How we help
- Step-up at residency under ITA s. 128.1(1)(b) — deemed acquisition at FMV
- Exception categories (Canadian real property, business interests carried on in Canada)
- Pre-immigration trust planning for high-net-worth families
- Coordination with US exit-tax (IRC s. 877A) where leaving the US
- RRSP / 401(k) / IRA contribution and rollover analysis
- Foreign-affiliate planning before the move
The cost-base reset
Paragraph 128.1(1)(b) of the Income Tax Act provides that when a taxpayer becomes resident in Canada, they are deemed to have acquired most of their non-exempt property at fair market value at the time residency begins. This is a one-time cost-base reset for Canadian tax purposes. Accrued gain that built up before residency is not taxed by Canada when later realized; only post-immigration appreciation is.

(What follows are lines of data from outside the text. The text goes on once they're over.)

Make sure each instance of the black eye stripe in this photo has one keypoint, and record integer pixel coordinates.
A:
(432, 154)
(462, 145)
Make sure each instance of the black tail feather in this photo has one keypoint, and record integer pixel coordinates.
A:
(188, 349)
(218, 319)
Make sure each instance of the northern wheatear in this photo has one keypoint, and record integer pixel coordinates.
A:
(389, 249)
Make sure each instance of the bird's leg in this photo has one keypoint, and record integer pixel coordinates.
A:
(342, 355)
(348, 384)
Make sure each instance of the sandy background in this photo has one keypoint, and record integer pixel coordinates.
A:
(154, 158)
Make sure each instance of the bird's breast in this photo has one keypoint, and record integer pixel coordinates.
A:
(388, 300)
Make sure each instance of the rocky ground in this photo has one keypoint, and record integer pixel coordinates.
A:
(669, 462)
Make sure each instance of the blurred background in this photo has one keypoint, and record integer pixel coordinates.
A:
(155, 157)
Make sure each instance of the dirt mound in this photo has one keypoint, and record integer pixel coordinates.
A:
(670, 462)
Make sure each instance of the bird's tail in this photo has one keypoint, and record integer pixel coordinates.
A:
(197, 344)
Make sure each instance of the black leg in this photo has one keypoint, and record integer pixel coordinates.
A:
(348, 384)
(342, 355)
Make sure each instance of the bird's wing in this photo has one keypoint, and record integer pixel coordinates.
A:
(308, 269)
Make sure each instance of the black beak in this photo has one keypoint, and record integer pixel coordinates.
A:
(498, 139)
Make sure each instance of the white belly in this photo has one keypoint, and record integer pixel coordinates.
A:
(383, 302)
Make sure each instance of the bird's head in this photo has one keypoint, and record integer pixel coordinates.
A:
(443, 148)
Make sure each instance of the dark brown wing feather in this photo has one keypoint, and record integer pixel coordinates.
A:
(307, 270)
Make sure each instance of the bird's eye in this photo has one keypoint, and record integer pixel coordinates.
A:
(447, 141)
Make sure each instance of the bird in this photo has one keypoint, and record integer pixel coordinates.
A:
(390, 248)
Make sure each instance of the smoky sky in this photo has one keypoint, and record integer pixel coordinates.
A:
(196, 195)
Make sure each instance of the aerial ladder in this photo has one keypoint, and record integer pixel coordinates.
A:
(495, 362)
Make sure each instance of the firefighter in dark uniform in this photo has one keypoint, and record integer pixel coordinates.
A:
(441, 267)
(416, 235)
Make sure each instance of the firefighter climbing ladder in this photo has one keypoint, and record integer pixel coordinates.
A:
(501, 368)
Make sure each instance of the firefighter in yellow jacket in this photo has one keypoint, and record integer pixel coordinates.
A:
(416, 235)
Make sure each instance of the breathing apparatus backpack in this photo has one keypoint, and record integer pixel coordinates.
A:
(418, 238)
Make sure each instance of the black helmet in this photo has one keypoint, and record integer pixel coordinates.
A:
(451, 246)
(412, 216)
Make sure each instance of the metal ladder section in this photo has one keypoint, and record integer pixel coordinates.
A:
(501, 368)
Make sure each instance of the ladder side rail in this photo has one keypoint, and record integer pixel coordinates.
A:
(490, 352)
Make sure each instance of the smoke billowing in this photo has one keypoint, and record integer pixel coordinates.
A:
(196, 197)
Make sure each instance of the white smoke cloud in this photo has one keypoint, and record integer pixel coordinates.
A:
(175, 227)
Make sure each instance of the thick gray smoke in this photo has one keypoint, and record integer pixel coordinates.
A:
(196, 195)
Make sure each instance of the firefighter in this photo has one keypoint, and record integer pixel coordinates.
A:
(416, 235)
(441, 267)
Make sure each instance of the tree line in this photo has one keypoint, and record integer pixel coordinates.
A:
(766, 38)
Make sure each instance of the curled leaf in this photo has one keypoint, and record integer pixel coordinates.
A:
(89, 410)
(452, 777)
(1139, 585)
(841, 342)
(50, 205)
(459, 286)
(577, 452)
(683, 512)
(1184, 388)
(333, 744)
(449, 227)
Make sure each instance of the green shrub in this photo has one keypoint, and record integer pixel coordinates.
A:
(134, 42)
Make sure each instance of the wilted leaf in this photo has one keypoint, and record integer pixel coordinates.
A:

The reset applies to property that is NOT taxable Canadian property (TCP). For TCP — Canadian real estate, Canadian-resource property, shares of certain private Canadian corporations — there is no step-up; the original cost base carries forward. For everything else (foreign shares, foreign mutual funds, US real estate, foreign brokerage accounts, crypto, business interests outside Canada, art), the new cost base is the fair market value on the date residency begins.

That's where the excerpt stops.